In der Diskussion um Gentechnik werden vor allem ethisch-moralische Einwände und Bedenken regelmäßig laut; Ängste vor dem Bild des "neuen" oder "verbesserten" Menschen, vor der Zweiklassengesellschaft Gesunder und Kranker sind verständlich. Vor allem die Stammzellenforschung an Embryos und das Klonen von Menschen stoßen weithin auf Ablehnung. In Deutschland sind sowohl das reproduktive Klonen als auch das Forschungsklonen per Gesetz verboten. Eine ethisch unumstrittene Alternative zur Stammzellenforschung an Embryos ist die Gewinnung adulter Stammzellen, entweder aus der eigenen Bauchspeicheldrüse des Patienten oder aus Spenderorganen. Letztendlich darf "Gentechnologie" nicht gleichgesetzt werden mit "Genmanipulation".

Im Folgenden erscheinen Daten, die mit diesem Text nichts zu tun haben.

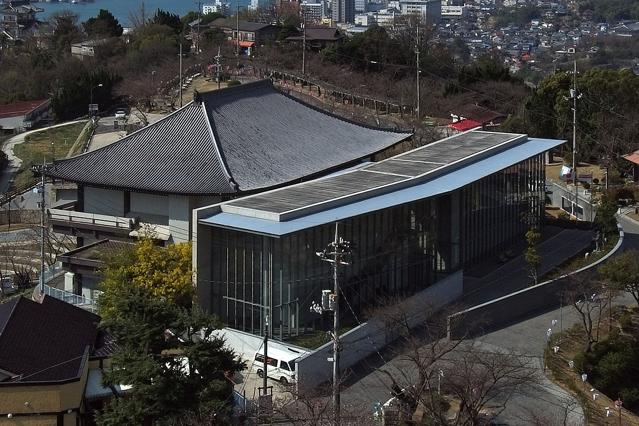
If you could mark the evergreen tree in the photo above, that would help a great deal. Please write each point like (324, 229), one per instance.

Noch viel Forschungsbedarf

Es sind wahrscheinlich eine Vielzahl von Genen an der Entstehung von Typ-2-Diabetes beteiligt. Einige Zusammenhänge, etwa warum manche Diabetiker Folgekrankheiten entwickeln und andere nicht, sind noch unklar. Lange nicht alle Diabetespatienten mit schlecht eingestellten Blutzuckerwerten entwickeln irgendwann eine Retinopathie oder Nephropathie, sondern nur ein bestimmter Prozentsatz. Bevor Gentechnik gezielt zur Behandlung von Diabetikern zum Einsatz kommen kann, muss daher zunächst die Diagnostik weiter voranschreiten, um eventuelle Risikogruppen auszumachen und individuell therapieren zu können. Das menschliche Genmaterial ist nahezu komplett entschlüsselt - der Forschungsbedarf wird dadurch jedoch nicht kleiner, sondern wächst ständig.